Trust is of course a sign of a true friendship. It's not just for keeping the secrets but it's also trusting that they've got your back. They'll defend you behind your back.

Real friends don't comfort  you with a lie. Instead they tell you straight to your face that you're wrong or you need to improve. For example, when you ask a real friend "What am I doing wrong? Why is my life falling apart" her reply would be something like "Because you don't sleep enough. You need to work out. Stop keeping toxic people around..." This is because true friends want to grow as a person professionally, intellectually and emotionally. Even if they know their reply could upset you now, but they know you'll thank them later.

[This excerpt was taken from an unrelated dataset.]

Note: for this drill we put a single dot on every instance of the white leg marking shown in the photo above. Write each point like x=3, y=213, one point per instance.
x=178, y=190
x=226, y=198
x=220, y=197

Don't you some times feel weak? Like, you need support making a call or sending an important email. Well, real ones would be there for you as well. Real ones would write your super important email with you sitting next to them anxiously. Real ones would help you write your CV or look for scholarships when you're too lazy or down to do it yourself. Real friends are basically and unconditionally extra arms and brains. I don't want to brag or anything, but I booked a doctor's appointment for my friend the other day, yeah.

Some of my real friends have a superpower. Yeah, I know, right? When I'm secretly sad, I find them calling, sending me old photos of us and/or memes, randomly complimenting me and checking up on me. "I have the feeling you're not okay." And needless to say, lying to them is useless because they end up knowing.